Un altro risultato è aver sperimentato che è possibile articolare in modo costruttivo globale e locale – ovvero universale e particolare per usare i termini del lessico teologico e canonico tradizionale –, sfuggendo al particolarismo e all’omogeneizzazione. A questo riguardo, rappresentano un fattore di successo la tappa continentale e le relative Assemblee, che hanno avviato un dinamismo di dialogo a un livello in cui le diversità, pur notevoli, non sono estreme. L’IL2 propone di continuare a investire sul livello continentale, andando peraltro incontro al desiderio diffuso di coloro che vi sono stati coinvolti. Questa esperienza evidenzia l’importanza dei livelli intermedi e di quelle istituzioni che realizzano forme di mediazione parziale tra posizioni e interessi, incaricandosi di trasferirne il risultato a un livello più alto. L’enfasi sulla disintermediazione tipica del nostro tempo ci ha probabilmente privati di camere di compensazione, senza le quali gestire le differenze e i conflitti diventa più complicato.

Infine, non può essere trascurata l’importanza del metodo che si è via via costruito come caratteristica del processo sinodale e che è alla base del raggiungimento dei risultati appena ricordati. Questo metodo si basa sulla conversazione nello Spirito, adattata ai diversi contesti in cui è stata impiegata: un incontro in una parrocchia o in una comunità di base non funziona allo stesso modo di un Gruppo di lavoro dell’Assemblea sinodale. In sintesi, attraverso la presa di parola di ciascuno e l’ascolto profondo di tutti gli altri, questo metodo promuove un graduale passaggio dall’io al noi, che si apre all’ascolto della voce dello Spirito e consente a ciascuno di riconoscersi nel risultato comune, anche senza che esso coincida completamente con le proprie posizioni, favorendo la formazione di un consenso inclusivo al di là della dialettica tra maggioranza e minoranza. In una Chiesa sinodale, questo metodo diventa pian piano uno stile e può rappresentare una fonte di ispirazione in altri ambiti, in cui pure siamo alla ricerca dei tratti distintivi di uno stile autenticamente democratico o partecipativo. Ricorrere a una votazione non basta. Non si può certo immaginare che basti travasare il processo sinodale in altri ambiti, bisogna piuttosto lavorare con creatività e in modo analogico. La recente esperienza della Settimana sociale dei cattolici in Italia, svoltasi a Trieste nel luglio 2024, può essere considerata un primo tentativo in questa direzione, all’interno di un ambito ancora decisamente ecclesiale, ma confrontandosi con questioni quali la democrazia e la partecipazione, che certo non riguardano solo la Chiesa.
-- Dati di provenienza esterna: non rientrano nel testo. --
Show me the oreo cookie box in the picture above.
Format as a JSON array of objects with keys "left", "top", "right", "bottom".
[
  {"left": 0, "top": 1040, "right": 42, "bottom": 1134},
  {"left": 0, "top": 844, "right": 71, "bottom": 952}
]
La rassegna dei risultati già raggiunti, per quanto perfettibili, ci permette di guardare con fiducia allo svolgimento della Seconda sessione dell’Assemblea generale ordinaria del Sinodo dei Vescovi. Continuando ad applicare il metodo finora seguito, con gli opportuni adattamenti, saprà rilanciare degli stimoli che al momento non possiamo prevedere, ma che consentiranno alle Chiese locali di continuare a camminare insieme, con creatività e in quella speranza che il Giubileo 2025 invita a celebrare e rafforzare. Continuare a sperimentare che l’unità nella diversità non solo è possibile, ma è fonte di gioia e di energia, così come è stato finora, costituirà un’ispirazione dentro e fuori la Chiesa. Per questo ciò che accadrà all’Assemblea sinodale di ottobre 2024 interessa e interpella tutti, non solo coloro che ogni giorno varcheranno la soglia dell’Aula Paolo VI.

 

Note

 

1 Segreteria generale del Sinodo, Verso ottobre 2024, 11 dicembre 2023, in <www.synod.va>.

2 Benedetto XVI, lettera enciclica Caritas in veritate, 2009, n. 53.

3 Giovanni Paolo II, lettera enciclica Redemptor hominis, 1979, n. 14.